Artificial sweeteners: How sweet it is?

“Nutritive” sweeteners: sweeteners that provide energy (calories). These include sugar, brown sugar, molasses, agave nectar, “raw” sugar, corn syrup, honey and maple syrup. All of these are metabolized similarly and will break down to glucose and provide energy.

Sugar alcohols: an in-between category. They are listed on the food labels as Sorbitol, xylitol, mannitol, erythritol and maltilol. Frequently used in sugar-free gum, candies and desserts, they provide about half the energy (calories) than sugar, because of decreased digestibility. They may give the consumer gastrointestinal discomfort and loose stools when used in larger quantities, up to 50 grams.

“Non-nutritive” sweeteners: low or no-calorie artificial sweeteners that provide little energy.
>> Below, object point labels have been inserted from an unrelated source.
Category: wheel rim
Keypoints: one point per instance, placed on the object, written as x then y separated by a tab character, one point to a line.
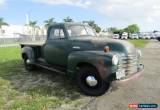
91	81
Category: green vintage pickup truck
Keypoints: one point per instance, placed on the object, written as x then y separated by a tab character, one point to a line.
92	61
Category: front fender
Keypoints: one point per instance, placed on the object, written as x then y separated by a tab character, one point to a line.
100	61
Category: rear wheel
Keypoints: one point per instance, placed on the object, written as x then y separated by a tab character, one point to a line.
90	81
28	65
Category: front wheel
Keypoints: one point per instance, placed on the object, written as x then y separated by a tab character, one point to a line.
28	66
90	81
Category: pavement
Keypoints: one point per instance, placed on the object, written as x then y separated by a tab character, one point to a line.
146	89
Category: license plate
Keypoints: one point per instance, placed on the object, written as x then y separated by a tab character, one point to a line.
120	74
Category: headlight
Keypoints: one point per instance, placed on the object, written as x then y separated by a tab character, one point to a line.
115	60
139	53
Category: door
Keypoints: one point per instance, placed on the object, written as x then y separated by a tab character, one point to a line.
57	47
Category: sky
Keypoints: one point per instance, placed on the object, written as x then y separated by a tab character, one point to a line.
106	13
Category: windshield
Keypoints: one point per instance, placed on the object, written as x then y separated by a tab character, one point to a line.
80	30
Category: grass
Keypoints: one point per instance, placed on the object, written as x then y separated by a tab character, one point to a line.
139	43
37	90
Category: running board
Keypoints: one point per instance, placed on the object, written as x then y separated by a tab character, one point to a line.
50	68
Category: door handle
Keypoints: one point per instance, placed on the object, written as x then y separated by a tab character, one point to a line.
76	47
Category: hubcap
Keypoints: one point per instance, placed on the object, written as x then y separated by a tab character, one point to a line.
91	81
28	61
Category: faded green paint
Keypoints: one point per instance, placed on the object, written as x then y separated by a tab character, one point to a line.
61	52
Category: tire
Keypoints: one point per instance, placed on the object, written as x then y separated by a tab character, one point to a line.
29	67
99	89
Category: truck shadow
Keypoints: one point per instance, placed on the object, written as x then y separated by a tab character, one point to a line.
40	81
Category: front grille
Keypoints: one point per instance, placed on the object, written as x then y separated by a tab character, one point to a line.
128	63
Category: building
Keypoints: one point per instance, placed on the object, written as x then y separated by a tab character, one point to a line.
17	31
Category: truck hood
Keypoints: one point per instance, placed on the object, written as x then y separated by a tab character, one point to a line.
98	43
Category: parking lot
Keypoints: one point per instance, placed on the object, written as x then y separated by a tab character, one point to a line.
144	90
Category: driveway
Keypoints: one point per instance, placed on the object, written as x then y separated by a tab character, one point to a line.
144	90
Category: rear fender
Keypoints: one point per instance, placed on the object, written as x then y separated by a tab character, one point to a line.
29	52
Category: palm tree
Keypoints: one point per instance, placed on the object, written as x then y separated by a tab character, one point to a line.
2	23
49	22
33	26
68	19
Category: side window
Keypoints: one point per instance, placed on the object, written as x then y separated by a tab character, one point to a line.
56	33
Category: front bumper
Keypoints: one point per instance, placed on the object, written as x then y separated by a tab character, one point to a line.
131	77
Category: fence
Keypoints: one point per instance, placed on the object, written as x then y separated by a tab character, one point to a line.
4	40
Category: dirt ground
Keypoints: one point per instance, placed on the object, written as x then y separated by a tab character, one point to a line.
144	90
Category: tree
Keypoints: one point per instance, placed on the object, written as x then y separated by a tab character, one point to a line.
32	23
68	19
112	29
2	23
93	25
134	28
49	22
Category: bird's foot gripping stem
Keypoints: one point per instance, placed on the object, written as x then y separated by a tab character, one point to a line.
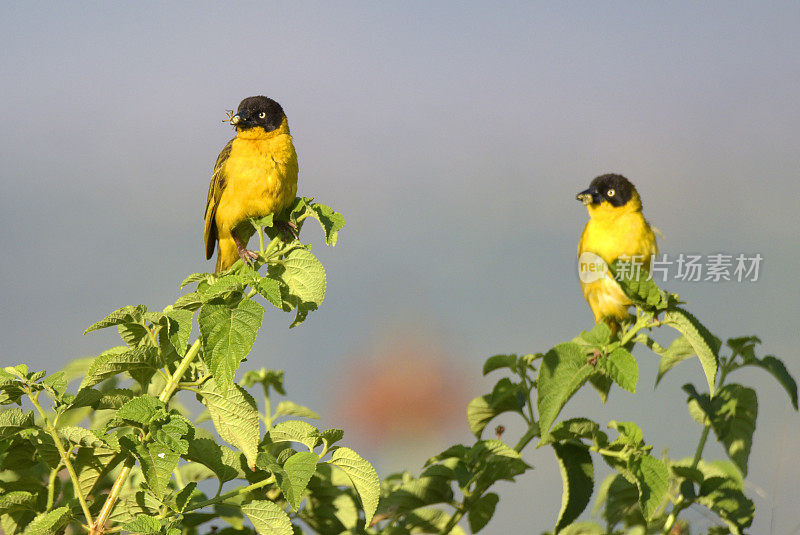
245	254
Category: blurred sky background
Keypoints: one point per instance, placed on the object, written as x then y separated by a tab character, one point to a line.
453	136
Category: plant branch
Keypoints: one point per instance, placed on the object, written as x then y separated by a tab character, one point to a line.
235	492
64	455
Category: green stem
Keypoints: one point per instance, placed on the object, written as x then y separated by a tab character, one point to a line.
455	518
166	394
235	492
172	384
51	487
64	456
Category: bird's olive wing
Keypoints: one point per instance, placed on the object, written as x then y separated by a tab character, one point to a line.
214	193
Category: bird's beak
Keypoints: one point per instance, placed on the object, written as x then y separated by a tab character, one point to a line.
240	117
587	197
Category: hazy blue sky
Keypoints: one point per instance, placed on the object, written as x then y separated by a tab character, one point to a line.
453	136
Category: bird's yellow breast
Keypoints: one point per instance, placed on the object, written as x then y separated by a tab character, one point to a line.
261	177
611	233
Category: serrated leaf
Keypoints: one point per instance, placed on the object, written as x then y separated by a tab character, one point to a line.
80	437
289	408
228	334
428	520
183	497
268	518
679	350
497	362
300	467
564	370
364	478
118	360
49	523
17	500
91	464
723	496
330	221
621	366
219	459
143	525
576	429
653	483
235	416
506	396
195	277
304	282
734	421
126	314
778	370
142	409
482	511
295	431
577	476
14	420
704	343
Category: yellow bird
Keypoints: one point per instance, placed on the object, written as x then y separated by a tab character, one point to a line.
616	228
255	175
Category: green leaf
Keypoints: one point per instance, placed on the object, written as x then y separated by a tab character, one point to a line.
705	345
295	431
304	282
364	478
734	421
270	289
428	520
576	429
219	459
178	329
778	370
268	518
725	498
17	500
497	362
585	528
142	410
621	366
289	408
653	483
679	350
330	221
195	277
121	359
235	416
564	370
639	287
49	523
121	316
299	467
482	511
80	437
228	334
506	396
419	492
143	525
91	464
12	421
577	475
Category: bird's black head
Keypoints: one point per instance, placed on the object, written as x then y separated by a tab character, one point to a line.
258	111
616	189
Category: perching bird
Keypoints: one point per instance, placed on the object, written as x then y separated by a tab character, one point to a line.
255	175
616	228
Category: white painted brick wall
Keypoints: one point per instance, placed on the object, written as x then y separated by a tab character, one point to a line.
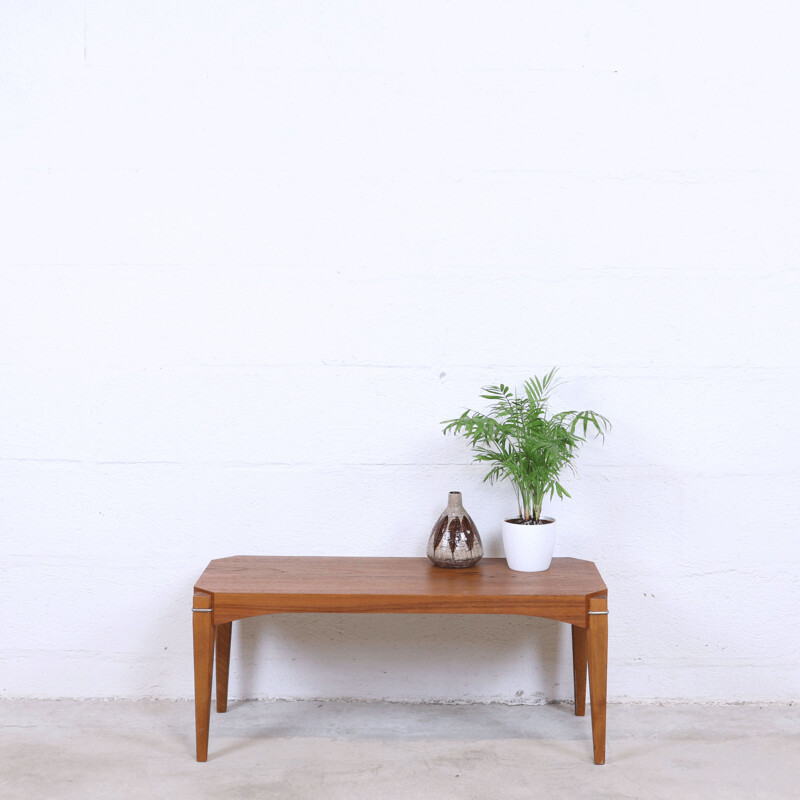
251	254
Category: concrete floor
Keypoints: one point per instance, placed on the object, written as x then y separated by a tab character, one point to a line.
68	749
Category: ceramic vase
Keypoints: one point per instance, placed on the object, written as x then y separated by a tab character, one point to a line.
454	542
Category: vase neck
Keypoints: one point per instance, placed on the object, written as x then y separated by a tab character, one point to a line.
454	504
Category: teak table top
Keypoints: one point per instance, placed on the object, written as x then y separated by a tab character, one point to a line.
243	586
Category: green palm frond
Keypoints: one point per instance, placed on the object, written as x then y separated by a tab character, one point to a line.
524	445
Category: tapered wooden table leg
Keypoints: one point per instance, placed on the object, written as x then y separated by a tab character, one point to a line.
203	630
223	663
597	640
580	660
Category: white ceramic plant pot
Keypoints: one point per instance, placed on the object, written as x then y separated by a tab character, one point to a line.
529	548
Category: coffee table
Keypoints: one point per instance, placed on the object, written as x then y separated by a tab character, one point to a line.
229	589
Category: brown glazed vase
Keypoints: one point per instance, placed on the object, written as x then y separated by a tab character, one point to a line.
455	542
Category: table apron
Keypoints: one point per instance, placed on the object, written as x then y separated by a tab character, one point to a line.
570	609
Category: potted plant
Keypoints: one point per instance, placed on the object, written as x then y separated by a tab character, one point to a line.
530	447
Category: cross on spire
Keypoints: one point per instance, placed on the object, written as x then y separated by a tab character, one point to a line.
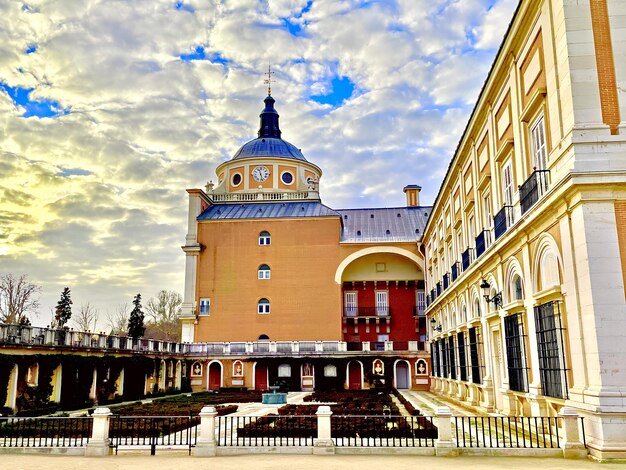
268	80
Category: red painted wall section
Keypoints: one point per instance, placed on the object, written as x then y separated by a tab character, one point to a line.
402	300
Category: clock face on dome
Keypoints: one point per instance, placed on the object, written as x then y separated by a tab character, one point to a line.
260	174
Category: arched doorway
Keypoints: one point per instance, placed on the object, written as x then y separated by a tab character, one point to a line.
355	376
215	376
402	375
260	378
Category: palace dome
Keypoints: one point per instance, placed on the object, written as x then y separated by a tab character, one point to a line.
268	143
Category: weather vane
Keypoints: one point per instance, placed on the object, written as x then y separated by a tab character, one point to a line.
268	80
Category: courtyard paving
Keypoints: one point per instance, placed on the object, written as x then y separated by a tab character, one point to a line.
168	460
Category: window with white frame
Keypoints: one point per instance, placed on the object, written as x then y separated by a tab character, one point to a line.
264	306
487	210
538	142
265	238
205	307
264	271
284	370
507	183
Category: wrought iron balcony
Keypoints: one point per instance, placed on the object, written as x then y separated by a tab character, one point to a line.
418	311
466	259
533	188
483	240
502	221
455	271
379	311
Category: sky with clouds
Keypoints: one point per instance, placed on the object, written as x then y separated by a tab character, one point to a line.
110	109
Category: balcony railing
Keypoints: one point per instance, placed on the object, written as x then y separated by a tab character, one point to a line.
483	240
455	271
466	258
502	221
379	311
533	188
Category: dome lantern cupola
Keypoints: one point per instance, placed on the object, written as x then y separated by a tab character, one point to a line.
267	168
269	120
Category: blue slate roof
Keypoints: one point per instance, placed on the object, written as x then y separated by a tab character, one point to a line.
267	210
393	224
269	147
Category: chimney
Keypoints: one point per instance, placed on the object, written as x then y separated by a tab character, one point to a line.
412	192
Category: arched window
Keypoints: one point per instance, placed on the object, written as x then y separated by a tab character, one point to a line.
264	271
264	306
549	271
517	293
265	238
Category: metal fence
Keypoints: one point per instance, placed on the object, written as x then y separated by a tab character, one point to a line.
45	432
383	431
271	430
153	431
507	432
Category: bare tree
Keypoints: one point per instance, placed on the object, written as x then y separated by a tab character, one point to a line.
117	321
86	318
163	311
18	297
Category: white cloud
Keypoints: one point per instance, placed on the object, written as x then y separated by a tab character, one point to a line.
144	125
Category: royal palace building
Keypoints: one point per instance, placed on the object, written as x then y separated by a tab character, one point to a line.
526	244
283	290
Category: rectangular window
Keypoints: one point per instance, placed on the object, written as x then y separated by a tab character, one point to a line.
350	305
515	352
205	307
420	302
382	303
475	346
507	183
487	220
538	142
552	371
460	341
451	358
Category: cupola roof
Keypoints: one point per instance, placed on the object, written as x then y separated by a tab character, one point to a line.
269	142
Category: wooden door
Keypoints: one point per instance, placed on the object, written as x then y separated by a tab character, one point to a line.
402	376
215	376
260	378
354	376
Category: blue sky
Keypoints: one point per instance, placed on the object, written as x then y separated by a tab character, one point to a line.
111	109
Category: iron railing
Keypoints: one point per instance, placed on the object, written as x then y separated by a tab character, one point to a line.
483	240
383	431
467	258
455	271
533	188
45	432
153	431
271	430
502	221
378	311
507	432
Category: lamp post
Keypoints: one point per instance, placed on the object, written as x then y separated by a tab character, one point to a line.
496	299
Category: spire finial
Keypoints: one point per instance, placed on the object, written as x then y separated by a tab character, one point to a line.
268	80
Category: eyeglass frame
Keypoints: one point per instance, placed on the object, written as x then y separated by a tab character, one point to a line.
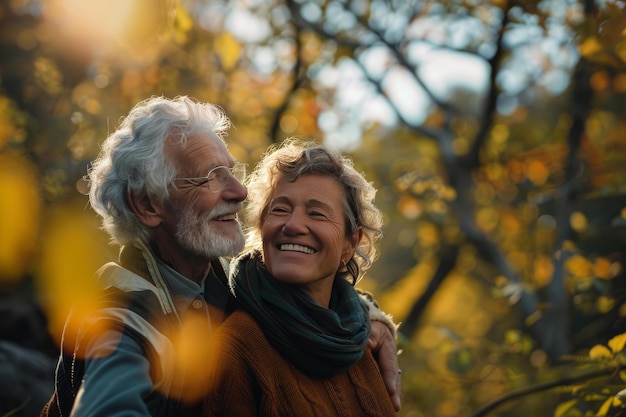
238	171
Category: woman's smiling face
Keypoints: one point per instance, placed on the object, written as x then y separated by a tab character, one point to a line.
304	234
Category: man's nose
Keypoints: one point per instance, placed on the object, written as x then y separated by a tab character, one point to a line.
234	190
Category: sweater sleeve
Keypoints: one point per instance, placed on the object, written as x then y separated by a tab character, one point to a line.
116	378
232	388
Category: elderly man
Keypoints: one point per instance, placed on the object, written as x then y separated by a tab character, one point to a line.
168	192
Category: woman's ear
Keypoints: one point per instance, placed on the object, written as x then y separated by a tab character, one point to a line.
353	243
141	205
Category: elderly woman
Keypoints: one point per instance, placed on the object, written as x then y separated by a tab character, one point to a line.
298	343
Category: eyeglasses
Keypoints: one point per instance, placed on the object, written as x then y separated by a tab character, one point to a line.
218	177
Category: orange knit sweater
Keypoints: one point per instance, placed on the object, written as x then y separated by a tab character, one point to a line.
251	378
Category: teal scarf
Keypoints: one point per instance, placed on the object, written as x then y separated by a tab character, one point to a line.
321	342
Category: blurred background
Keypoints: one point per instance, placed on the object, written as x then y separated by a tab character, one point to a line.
493	130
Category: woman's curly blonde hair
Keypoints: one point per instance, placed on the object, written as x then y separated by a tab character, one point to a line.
293	159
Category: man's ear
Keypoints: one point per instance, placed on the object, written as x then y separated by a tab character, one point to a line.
145	211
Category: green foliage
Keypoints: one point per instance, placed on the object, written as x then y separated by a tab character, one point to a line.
513	183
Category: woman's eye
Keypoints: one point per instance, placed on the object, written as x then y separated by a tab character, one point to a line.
278	209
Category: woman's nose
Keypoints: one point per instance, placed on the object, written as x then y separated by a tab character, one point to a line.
295	224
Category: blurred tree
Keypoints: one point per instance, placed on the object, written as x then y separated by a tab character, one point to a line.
493	130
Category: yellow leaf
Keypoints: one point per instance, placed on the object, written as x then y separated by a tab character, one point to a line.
599	352
590	46
605	407
228	50
617	343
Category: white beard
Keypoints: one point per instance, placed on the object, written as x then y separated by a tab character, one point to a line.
198	234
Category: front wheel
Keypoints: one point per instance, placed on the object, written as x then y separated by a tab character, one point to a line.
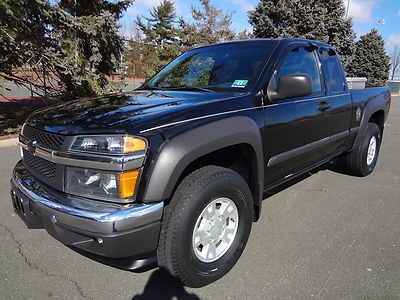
206	226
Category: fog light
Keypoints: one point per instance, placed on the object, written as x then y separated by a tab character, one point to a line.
99	184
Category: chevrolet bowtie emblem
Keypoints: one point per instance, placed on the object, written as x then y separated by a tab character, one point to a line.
32	147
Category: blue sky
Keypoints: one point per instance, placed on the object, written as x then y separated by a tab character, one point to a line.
365	13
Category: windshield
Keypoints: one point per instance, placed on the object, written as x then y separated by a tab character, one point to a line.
232	67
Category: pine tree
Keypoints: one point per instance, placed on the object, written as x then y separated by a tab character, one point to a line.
371	60
322	20
75	43
211	25
160	30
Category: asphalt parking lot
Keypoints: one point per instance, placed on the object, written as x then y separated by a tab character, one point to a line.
328	236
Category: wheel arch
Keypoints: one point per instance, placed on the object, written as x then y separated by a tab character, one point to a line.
181	152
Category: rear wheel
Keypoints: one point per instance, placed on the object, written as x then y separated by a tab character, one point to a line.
206	226
362	160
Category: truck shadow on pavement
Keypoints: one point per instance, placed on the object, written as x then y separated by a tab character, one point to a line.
161	285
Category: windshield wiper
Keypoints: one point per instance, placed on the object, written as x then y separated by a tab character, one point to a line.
151	88
190	87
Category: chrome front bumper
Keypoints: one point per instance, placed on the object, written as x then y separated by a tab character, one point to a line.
104	229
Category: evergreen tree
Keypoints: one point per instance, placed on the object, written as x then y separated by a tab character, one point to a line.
395	64
73	42
244	35
140	56
322	20
211	25
371	60
160	30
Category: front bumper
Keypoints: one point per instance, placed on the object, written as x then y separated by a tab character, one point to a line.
124	236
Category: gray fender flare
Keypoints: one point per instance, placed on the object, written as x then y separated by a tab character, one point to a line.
370	108
180	151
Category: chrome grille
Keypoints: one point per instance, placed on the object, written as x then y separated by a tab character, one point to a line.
44	139
40	165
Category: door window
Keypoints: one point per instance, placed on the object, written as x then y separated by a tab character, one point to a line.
332	71
302	60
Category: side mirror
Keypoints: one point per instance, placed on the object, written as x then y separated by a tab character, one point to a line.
294	85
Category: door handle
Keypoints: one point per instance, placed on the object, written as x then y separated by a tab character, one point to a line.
323	106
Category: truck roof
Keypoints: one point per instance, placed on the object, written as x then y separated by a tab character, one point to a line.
276	40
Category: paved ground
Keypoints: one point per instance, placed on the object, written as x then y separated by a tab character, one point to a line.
329	236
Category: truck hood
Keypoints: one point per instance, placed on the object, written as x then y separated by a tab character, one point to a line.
122	113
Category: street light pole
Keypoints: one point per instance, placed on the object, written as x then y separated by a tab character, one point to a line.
347	9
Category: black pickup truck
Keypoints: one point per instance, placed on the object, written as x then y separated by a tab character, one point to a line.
173	174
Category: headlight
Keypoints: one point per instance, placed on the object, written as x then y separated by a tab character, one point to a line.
101	185
109	144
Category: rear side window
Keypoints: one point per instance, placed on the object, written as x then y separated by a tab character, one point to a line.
301	60
332	71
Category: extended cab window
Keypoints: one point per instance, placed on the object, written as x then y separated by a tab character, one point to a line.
332	71
229	67
301	60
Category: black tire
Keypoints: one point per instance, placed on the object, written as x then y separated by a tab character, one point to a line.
175	252
356	160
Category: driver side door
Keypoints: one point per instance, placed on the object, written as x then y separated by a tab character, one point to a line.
296	132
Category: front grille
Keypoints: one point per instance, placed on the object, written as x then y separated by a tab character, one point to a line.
44	139
40	165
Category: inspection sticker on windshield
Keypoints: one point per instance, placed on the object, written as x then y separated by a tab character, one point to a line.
239	83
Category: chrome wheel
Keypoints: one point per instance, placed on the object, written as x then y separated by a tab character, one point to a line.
215	230
371	151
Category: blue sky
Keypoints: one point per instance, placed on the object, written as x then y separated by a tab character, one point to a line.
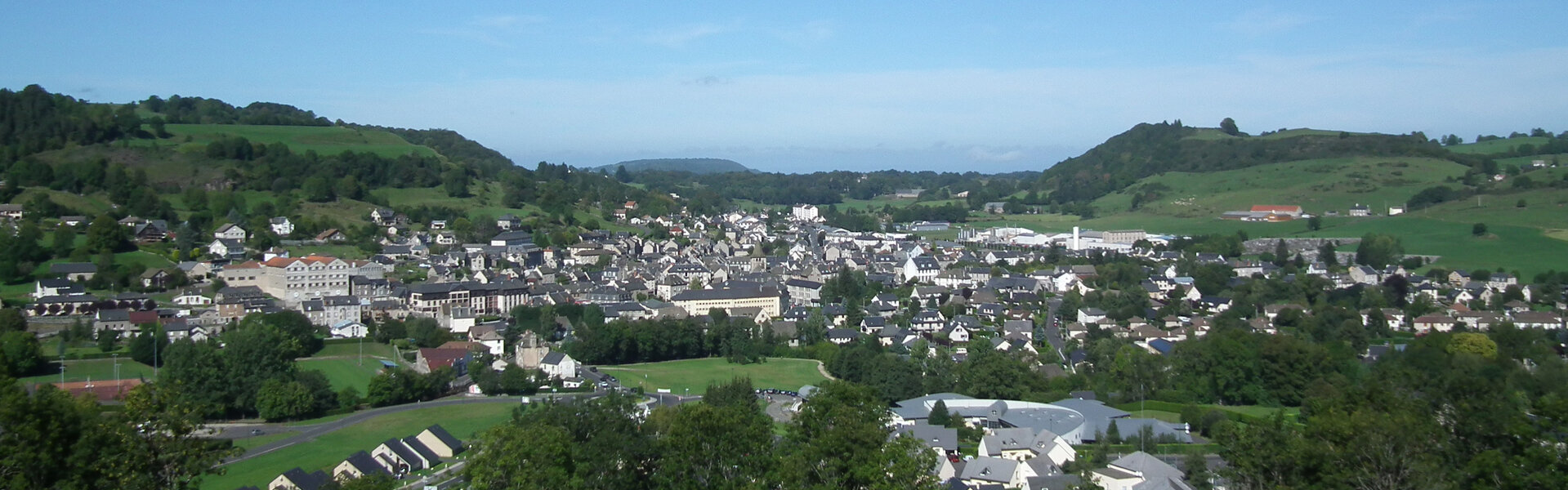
795	87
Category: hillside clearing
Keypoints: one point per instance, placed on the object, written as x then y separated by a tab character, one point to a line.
695	375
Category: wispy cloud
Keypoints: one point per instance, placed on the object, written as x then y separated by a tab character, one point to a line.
489	30
1267	20
979	154
681	37
811	33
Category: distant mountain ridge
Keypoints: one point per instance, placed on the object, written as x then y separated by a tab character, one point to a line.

These include aspartame (Equal, NutraSweet), sucralose (Splenda), saccharin (Sweet’N Low), stevia (Truvia), acesulfame-K (Sweet One) and neotame. Derived from naturally occurring substances, herbs and even sugar, they are 200–600 times sweeter than sugar, so they can be used in much smaller quantities to provide adequate sweetness. Additionally, since they do not have carbohydrates they do not raise blood sugar levels or promote tooth decay.

Safety of non-nutritive sweeteners: The Food and Drug Administration (FDA), a division of the U.S. Department of Health and Human Services, approves and regulates artificial sweeteners, along with all food, drugs, medical devices, cosmetics and biologics. Since 1958, new food additives undergo a strict premarket approval process by the FDA, which also determines the acceptable daily intake (ADI).

Do artificial sweeteners cause cancer? No laboratory studies of non-nutritive sweeteners have shown evidence of an association with increased cancer risk in humans. The 1970’s study that raised concern over saccharin’s cancer-causing properties has since been disproved. Bladder cancer found in male rats in that study was a result of a mechanism that doesn’t occur in humans. In laboratory studies, the dose of artificial sweetener is typically greatly inflated in relation to the normal (or estimated daily intake EDI) usage by people.

So use artificial sweeteners, as with anything else, in moderation. Strive to have a balanced diet with as much whole, natural foods as you are able.